Balayons d’abord quelques qualificatifs. Les Saisonniers n’est ni une «petite table» – trop réducteur – ni le dernier avatar de la bistronomie. L’adresse répond à la passion d’un jeune couple au parcours éloquent. A peine née, elle réussit son entrée, accueillante et lumineuse, grandes baies et terrasse à mi colline ouverte sur la Méditerranée. Un lieu à l’écart du bord de mer, de ses hauts faits comme de son brouillage culinaire.
Dans l’assiette, la réponse est immédiate. Le printemps commence, ce jour là, avec le poulpe snacké et légumes de printemps, la tarte feuilletée aux oignons nouveaux au sucré délicat; un pâté-croûte en mosaïque légère, le risotto aux pleurotes et copeaux de parmesan, épatant de douceur et cuisson exacte. Une «gastronomie du simple» s’engage. Aux tables voisines, Anna sert un vol au vent au feuilletage maison et bourride de baudroie, et une joue de bœuf confite, purée de pommes de terre, qu’on aurait volontiers subtilisés. Dommage que la sélection des vins soit encore timide, mais il y avait d’autres priorités d’ouverture et elle s’étoffera bientôt. En attendant on choisit le talent local – blanc du Château de Chausse, rouge du Domaine de La Croix – ou, venu des Alpes-Maritimes, le muscat doré du Domaine des Hautes Collines, à Saint-Jeannet.

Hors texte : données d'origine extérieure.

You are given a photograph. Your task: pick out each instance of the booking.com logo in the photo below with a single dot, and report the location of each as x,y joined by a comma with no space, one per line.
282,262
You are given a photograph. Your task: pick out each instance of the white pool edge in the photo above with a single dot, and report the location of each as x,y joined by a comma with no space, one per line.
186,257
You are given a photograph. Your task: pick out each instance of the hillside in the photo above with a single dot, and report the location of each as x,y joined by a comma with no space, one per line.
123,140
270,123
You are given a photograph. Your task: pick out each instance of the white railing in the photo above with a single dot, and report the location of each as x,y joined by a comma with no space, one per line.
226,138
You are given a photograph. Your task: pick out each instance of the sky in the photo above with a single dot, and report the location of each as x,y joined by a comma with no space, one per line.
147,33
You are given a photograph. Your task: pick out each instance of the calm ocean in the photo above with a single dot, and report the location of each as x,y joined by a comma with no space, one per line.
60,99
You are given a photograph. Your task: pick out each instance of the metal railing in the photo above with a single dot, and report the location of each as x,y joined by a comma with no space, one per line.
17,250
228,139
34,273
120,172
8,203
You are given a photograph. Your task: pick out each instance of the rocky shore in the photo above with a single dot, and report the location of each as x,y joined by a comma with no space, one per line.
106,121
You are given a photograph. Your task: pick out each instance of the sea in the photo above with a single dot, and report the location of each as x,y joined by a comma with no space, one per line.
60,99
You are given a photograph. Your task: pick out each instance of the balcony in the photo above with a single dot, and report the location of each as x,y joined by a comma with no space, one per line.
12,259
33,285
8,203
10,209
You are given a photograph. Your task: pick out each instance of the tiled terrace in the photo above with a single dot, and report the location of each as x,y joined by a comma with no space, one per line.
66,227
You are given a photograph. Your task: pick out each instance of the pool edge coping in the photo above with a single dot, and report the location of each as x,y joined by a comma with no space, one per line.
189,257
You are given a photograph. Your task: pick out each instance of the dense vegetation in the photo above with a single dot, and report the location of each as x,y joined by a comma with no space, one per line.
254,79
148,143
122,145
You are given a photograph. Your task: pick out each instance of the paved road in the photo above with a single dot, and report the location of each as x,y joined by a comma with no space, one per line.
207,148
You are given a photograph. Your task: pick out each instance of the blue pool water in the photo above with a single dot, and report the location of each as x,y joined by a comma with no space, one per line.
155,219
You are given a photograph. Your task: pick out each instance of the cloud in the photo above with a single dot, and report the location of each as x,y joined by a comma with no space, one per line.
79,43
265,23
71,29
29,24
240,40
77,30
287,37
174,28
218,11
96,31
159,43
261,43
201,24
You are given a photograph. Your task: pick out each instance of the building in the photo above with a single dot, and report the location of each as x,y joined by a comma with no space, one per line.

Et puis il y a les desserts, confectionnés des mains de Florent ou d’Anna. Ainsi un vacherin aux agrumes de La Crau, légérissime, et la tarte tatin au tendre feuilleté, pommes de Manosque et chantilly. Ils répondent à l’esprit du lieu et nous épargnent les effets de style et les démonstrations homériques qui plombent parfois les fins de repas. Le beau livre en sentinelle près de l’entrée – Sensations de Philippe Conticini, figure majeure de la pâtisserie contemporaine – alerte sur le savoir faire de ce jeune couple et il dit vrai. La passion dessert est bien l’autre signature de cette jeune maison où le brunch de fin de semaine, proposé en trois formules – petit déj’ « l’appétit d’oiseau » (12 €), « croc du lionceau » (23 €) et « La faim de loup » (35 €) – invite à un autre partage.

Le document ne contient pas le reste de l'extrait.